There are a total of numCourses courses you have to take, labeled from 0 to numCourses - 1. You are given an array prerequisites where prerequisites[i] = [ai, bi] indicates that you must take course bi first if you want to take course ai.

  • For example, the pair [0, 1], indicates that to take course 0 you have to first take course 1.

Return true if you can finish all courses. Otherwise, return false.

Constraints:

  • 1 <= numCourses <= 2000
  • 0 <= prerequisites.length <= 5000
  • prerequisites[i].length == 2
  • 0 <= ai, bi < numCourses
  • All the pairs prerequisites[i] are unique.

Example 1:

**Input:** numCourses = 2, prerequisites = [[1,0|1,0]]
**Output:** true
**Explanation:** There are a total of 2 courses to take. 
To take course 1 you should have finished course 0. So it is possible.

Solve

We have solve 802. Find Eventual Safe States, which do the same problem.

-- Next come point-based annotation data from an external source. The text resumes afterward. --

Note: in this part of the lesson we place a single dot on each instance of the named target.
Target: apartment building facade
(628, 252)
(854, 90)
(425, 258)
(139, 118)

The course that can finish need to be a safe node in graph (node that can’t start a cycle path).

  • We change the input Graph Edges table into better Graph Adj Node table representation.
  • Run the already solve find safe node and get all finish-able course.
  • We now check every course, if we found one isn’t a is safe node then return False, else return True

Here we get the best approach, which is a DFS solution to find safe node. 

class Solution:
    def canFinish(self, numCourses: int, prerequisites: List[List[int]]) -> bool:
        graph = [[] for i in range(numCourses)]
        for u, v in prerequisites:
            graph[u].append(v)

        is_safe_node = [None] * len(graph)

        def DFS(current_node_id):
            if not is_safe_node[current_node_id] is None:
                return is_safe_node[current_node_id]

            is_safe_node[current_node_id] = False
            for adj_node_id in graph[current_node_id]:
                if DFS(adj_node_id) == False:
                    return False

            is_safe_node[current_node_id] = True
            return True

        for course_id in range(numCourses):
            if not DFS(course_id):
                return False
        return True

I also give Simulation approach a try, which give almost the same in result. 

class Solution:
    def canFinish(self, numCourses: int, prerequisites: List[List[int]]) -> bool:
        graph = [[] for i in range(numCourses)]
        for u, v in prerequisites:
            graph[u].append(v)

        indegree = [0] * len(graph)
        is_safe_node = [False] * len(graph)

        ref_table = [set() for _ in graph]
        found_safe_node = []

        for node_id, adjNodes in enumerate(graph):
            if len(adjNodes) == 0:
                found_safe_node.append(node_id)
                is_safe_node[node_id] = True

            indegree[node_id] = len(adjNodes)

            for adjNode in adjNodes:
                ref_table[adjNode].add(node_id)

        while len(found_safe_node) > 0:
            node_id = found_safe_node.pop(0)

            for ref_node in ref_table[node_id]:
                if is_safe_node[ref_node]:
                    ref_table[ref_node] -= set([node_id])
                    continue

                indegree[ref_node] -= 1
                if indegree[ref_node] == 0:
                    found_safe_node.append(ref_node)
                    is_safe_node[ref_node] = True

        for node_id, is_safe in enumerate(is_safe_node):
            if not is_safe:
                return False
        return True

Final comparation

Argo Time Submitted Status Runtime Memory Language
DFS 07/13/2023 12:14 Accepted 108 ms 17.6 MB python3
Simulation 07/13/2023 12:03 Accepted 112 ms 19.1 MB python3
Last update : October 13, 2023
Created : August 16, 2023